Udine
Udine, la Differenziata Smart funziona: più riciclo, meno rifiuti indifferenziati e il progetto si amplia
Differenziata Smart a Udine: i risultati della sperimentazione spingono Comune e Net ad ampliare il sistema a circa il 20% delle utenze cittadine.
La sperimentazione della Differenziata Smart convince il Comune di Udine e Net. Dopo 18 mesi di test, la relazione tecnica evidenzia un aumento della raccolta differenziata, una diminuzione del secco residuo e un miglioramento della qualità dei materiali raccolti. Per questo motivo l’amministrazione comunale ha deciso di estendere progressivamente il modello, che interesserà complessivamente circa il 20 per cento delle utenze cittadine.
L’assessora all’Ambiente e alla Transizione energetica Eleonora Meloni ha espresso soddisfazione per i risultati ottenuti, sottolineando come le campane smart abbiano migliorato la gestione quotidiana dei rifiuti e, soprattutto, la capacità di recuperare materiali riciclabili. Secondo le previsioni di Net, inoltre, l’efficienza del sistema dovrebbe tradursi anche in una progressiva riduzione dei costi di gestione.

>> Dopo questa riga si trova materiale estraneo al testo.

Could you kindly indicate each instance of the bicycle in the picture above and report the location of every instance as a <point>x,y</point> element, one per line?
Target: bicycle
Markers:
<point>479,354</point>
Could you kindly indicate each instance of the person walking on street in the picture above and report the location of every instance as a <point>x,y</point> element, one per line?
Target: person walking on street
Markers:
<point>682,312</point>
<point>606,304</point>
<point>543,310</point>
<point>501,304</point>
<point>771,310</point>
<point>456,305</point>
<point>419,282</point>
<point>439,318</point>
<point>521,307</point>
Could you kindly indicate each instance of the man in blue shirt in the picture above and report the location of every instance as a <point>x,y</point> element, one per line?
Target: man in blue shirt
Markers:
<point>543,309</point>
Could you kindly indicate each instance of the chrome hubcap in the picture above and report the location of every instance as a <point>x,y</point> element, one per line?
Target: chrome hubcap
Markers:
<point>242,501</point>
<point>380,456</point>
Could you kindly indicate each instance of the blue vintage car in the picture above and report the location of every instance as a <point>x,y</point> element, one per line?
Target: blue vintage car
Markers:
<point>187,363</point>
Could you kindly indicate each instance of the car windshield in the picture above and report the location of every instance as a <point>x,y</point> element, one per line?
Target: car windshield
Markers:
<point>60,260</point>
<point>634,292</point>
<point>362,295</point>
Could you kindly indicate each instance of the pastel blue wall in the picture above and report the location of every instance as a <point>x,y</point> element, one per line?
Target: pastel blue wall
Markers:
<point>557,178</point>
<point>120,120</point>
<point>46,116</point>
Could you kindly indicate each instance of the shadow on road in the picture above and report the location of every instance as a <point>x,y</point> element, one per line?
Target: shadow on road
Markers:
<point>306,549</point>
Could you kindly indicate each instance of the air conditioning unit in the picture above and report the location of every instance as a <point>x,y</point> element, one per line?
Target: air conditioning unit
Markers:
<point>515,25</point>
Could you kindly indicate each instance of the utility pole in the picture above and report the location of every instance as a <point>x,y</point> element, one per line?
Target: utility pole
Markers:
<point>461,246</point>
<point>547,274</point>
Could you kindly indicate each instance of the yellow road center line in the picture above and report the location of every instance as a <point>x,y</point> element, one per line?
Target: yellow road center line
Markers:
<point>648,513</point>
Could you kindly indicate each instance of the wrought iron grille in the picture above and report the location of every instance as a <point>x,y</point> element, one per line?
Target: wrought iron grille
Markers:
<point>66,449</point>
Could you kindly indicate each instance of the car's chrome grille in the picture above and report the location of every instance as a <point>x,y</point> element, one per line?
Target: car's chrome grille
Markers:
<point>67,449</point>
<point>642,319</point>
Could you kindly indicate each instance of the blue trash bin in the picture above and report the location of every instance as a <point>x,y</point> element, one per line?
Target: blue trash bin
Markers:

Il confronto con i dati cittadini
Analizzando l’intero sistema di raccolta del Comune, comprensivo anche dei centri di raccolta, emerge una raccolta differenziata superiore al 70%, ma in lieve calo negli ultimi anni. Si è infatti passati dal 73,64% del 2022 al 70,56% del 2025, mentre il secco residuo è aumentato da 13.546 a 15.769 tonnellate, a fronte di una crescita complessiva dei rifiuti urbani da 51.378 a 53.560 tonnellate.
Nell’area interessata dalla sperimentazione, invece, il quadro risulta differente: aumenta la quantità di materiali recuperabili raccolti e diminuisce quella dei rifiuti destinati allo smaltimento.
Aumenta la raccolta differenziata
Il confronto tra i dati del sistema porta a porta del 2024 e quelli rilevati nell’area smart tra il 2025 e il 2026 mostra un miglioramento significativo della raccolta differenziata domestica.
La quota complessiva passa infatti dal 60,30% al 65,23%, con un incremento di 4,93 punti percentuali.
Tra le singole frazioni cresce in particolare la plastica, che sale dall’8,16% all’11,39%, mentre l’organico aumenta dal 21,09% al 26,30%. In lieve crescita anche il vetro, che passa dall’11,90% al 12,84%.
Per carta e cartone il dato appare inferiore rispetto alle statistiche cittadine, ma il confronto risente della presenza, nei dati complessivi, delle utenze non domestiche come negozi e attività commerciali, escluse invece dalla sperimentazione.
Il risultato più significativo riguarda però il secco residuo, che diminuisce dal 39,70% al 34,77%, segnale di una migliore separazione dei materiali riciclabili e di una minore quantità di rifiuti destinati allo smaltimento.
Materiali più puliti e riciclo più efficiente
La relazione evidenzia anche un miglioramento nella qualità della raccolta. Le frazioni conferite nelle aree smart risultano infatti più pulite e con meno impurità, aumentando così le possibilità di avvio al riciclo.
Per carta e cartone la qualità passa dall’80,8% al 90,1%, mentre la plastica registra il miglior risultato, crescendo dal 50,9% al 66,7%. L’organico rimane sostanzialmente stabile, con un lieve incremento dall’81,4% all’81,8%.
Diminuisce inoltre la presenza di materiali riciclabili nel secco residuo, che passa dal 51% al 44,4%, confermando una separazione più efficace già al momento del conferimento.